Yandex focused on as it heads for media exit in Russia Meczyki.Net

Meczyki.Net has learned that Russian search giant Yandex is to switch to using as its main front page for Russian-speaking users – a less trafficked domain it has owned since 2000, Historically, only a basic search engine has hosted the page.

Imagine if Google decided to push in favor of the less popular domain it also owns and you would get an idea of ​​how big a change this is for the Russian Internet landscape. (However, a complete comparison would be if Google News was the main page used to access its search engine and the company decided to emphasize the more minimal search portal instead.)

We understand that the change is related to Yandex’s recent announcement that it is selling its key media products, news aggregator news and blogging recommendation platform Zen – a divestiture that follows the Kremlin’s decision to invade Ukraine.

The war has intensified censorship inside Russia that has made media ownership a far more politically risky business than ever before.

Yandex’s business is not sanctioned by the West, but two of its executions have been hit with EU sanctions in recent months after a critical analysis of its platform’s role in fueling Kremlin propaganda – hence the D-K on the company. There is pressure to find ways. Risk your ops by continuing to operate inside Russia. (So, for example, the recent update to its Maps product that simply erased national boundaries.)

Today a very subtly redesigned version of has surfaced that adds a weather icon and a button that points visitors to other Yandex services.

Yandex has owned the search engine page in parallel to the rich portal for decades, but the former has been left essentially untouched – while the latter is an eye-popping information for Russian-speaking users / Has developed into a publicity center. Integration of media products of Yandex.

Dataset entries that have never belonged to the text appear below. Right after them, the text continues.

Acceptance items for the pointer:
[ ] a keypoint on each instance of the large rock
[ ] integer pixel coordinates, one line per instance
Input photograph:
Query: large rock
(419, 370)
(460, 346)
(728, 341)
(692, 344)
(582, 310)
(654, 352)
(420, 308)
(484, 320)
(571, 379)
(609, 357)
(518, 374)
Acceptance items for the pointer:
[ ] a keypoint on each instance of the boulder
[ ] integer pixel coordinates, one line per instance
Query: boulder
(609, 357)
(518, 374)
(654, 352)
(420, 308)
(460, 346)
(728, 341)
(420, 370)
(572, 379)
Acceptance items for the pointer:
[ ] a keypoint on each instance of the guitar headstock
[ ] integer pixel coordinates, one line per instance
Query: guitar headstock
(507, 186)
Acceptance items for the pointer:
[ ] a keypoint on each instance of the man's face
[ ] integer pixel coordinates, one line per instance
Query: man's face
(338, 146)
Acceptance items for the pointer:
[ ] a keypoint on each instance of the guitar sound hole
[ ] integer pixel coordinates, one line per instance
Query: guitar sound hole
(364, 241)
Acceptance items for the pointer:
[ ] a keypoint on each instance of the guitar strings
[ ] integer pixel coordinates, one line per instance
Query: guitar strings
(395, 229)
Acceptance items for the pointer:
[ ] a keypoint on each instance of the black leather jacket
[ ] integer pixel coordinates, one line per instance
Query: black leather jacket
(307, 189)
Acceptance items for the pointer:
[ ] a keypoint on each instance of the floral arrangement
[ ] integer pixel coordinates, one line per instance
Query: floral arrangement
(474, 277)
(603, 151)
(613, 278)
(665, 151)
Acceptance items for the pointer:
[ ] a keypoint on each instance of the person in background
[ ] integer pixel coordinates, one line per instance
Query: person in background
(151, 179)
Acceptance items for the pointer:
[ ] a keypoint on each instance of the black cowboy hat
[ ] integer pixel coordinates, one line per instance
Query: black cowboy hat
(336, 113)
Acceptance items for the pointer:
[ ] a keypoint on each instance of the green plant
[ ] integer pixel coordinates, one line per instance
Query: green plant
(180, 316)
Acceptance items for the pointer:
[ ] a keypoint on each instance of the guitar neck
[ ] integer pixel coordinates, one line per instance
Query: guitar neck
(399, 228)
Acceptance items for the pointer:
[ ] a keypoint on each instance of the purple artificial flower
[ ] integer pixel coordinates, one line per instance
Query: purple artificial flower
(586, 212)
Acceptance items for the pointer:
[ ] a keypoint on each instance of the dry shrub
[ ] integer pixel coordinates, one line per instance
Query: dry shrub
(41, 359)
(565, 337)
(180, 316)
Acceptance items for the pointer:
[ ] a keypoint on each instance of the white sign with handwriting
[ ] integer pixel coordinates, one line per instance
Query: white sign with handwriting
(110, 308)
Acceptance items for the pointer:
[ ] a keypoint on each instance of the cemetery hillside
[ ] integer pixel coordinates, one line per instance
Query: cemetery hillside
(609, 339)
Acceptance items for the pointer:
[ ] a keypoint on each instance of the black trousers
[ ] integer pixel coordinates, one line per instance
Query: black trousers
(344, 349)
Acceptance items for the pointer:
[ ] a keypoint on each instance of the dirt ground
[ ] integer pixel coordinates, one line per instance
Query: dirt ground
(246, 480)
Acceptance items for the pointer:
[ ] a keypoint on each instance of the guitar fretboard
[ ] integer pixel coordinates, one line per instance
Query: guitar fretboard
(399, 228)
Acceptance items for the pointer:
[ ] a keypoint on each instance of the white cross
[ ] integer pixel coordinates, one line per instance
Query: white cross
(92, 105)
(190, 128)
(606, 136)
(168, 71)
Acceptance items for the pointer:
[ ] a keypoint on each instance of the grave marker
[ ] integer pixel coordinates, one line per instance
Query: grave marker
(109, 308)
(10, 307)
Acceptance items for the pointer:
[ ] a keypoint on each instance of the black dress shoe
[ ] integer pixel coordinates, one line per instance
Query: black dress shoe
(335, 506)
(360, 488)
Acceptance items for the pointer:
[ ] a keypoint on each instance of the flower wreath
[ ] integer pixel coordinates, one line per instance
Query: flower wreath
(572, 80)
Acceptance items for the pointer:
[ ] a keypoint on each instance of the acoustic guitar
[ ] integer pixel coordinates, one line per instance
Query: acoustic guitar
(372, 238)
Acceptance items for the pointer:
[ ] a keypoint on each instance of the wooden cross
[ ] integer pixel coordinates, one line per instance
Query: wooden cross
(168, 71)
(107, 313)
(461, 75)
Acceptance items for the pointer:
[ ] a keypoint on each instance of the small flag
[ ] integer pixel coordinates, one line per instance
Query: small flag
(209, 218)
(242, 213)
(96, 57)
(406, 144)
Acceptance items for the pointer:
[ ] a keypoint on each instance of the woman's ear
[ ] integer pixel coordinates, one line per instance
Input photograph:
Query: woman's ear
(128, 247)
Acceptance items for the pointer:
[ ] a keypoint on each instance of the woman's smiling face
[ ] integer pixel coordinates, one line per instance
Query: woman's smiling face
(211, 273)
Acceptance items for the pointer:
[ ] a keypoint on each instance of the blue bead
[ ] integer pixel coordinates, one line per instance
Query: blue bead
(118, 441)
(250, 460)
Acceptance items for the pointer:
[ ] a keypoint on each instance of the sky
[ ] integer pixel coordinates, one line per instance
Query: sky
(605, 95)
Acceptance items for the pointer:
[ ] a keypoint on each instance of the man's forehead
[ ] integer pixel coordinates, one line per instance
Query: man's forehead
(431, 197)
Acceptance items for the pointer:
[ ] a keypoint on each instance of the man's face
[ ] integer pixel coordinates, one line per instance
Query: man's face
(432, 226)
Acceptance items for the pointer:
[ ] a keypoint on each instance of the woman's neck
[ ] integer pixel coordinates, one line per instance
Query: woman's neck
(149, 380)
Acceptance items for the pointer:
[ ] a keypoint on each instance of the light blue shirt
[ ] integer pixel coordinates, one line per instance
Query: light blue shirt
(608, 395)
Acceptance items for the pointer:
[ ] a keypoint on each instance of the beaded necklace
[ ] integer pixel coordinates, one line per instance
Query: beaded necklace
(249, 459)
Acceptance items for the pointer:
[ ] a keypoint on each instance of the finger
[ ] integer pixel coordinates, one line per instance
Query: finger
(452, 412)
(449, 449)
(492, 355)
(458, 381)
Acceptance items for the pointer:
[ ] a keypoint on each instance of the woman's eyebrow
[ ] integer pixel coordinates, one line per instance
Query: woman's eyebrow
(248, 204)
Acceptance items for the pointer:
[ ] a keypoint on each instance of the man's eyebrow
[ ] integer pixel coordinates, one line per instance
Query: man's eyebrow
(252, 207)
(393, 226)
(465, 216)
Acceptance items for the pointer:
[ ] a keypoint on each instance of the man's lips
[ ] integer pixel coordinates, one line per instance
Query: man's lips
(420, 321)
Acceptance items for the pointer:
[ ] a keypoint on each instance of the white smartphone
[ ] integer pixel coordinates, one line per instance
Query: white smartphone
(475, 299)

The updated page now includes the word ‘search’ – although inked in gray, which means it is barely visible – displayed above the search bar. And while the page still has yards of white space, there are subtle signs of revived interest in an underdeveloped domain. Although it is still far from the information-dense form of, where the content of the news aggregator attracts attention through a bottomless-scrolling feed.

A little ‘facelift’ search page (screengrab: Natasha Lomas/Meczyki.Net)

When contacted about the changes in, a Yandex spokesperson confirmed the update, which they said is the first time this page has been updated in 22 years. He also said that more changes are coming – telling us: “We plan to redesign the page and release a new mobile app. The focus will be on Search and the Yandex virtual assistant Alice. We will share the details later.”

The spokesperson declined to answer further questions, but sources familiar with the matter confirmed the changes to related to the sale of News and Zen. Our sources also told us that Yandex plans to focus on from here on – suggesting that the search engine page will become its main front page in Russia.

The change of focus – and what looks like a return to Yandex while emphasizing its tech roots – aligns with the company’s desire to move away from being regarded as a media company in its home market, which now includes all political and There are economic risks involved.

What this change means for the continued development of is not clear. But since the portal page of the same name hosts media products that Yandex is in the process of selling, it could signal another material change associated with the deal.

Back in April, the Russian tech giant agreed to sell two of its media products, News and Zen, to local social media giant VK. We understand that the final signing of the terms of the deal is expected early next month.

As we’ve reported earlier, it’s unclear how the operating terms of the deal will ultimately bode well – judging by how the media products are embedded on

Yandex also agreed to corporate restructuring in 2019 This increased the control of the Kremlin’s trade. And given the key role of the homepage in propagating Kremlin propaganda domestically – as a result of the embedded news aggregator, which, in accordance with state Internet rules, is only able to link to licensed media sources, leading to Putin’s regime is allowed to use legal strictures. It is possible to envisage a system that enforces the terms for sale – to shape the domestic online news narrative.

Speaking to Meczyki.Net in April, Grigory Bakunov, a former deputy CTO at Yandex, explained how the company’s engineers had previously considered shutting down the news product as the Kremlin sought to increase its control over the online news narrative — but , ultimately, missed its opportunity to kill the product before the state completed a ‘virtual takeover’ of an algorithmic feed, in 2017, when it passed a law requiring news aggregators to only use state-approved sites as sources. Huh.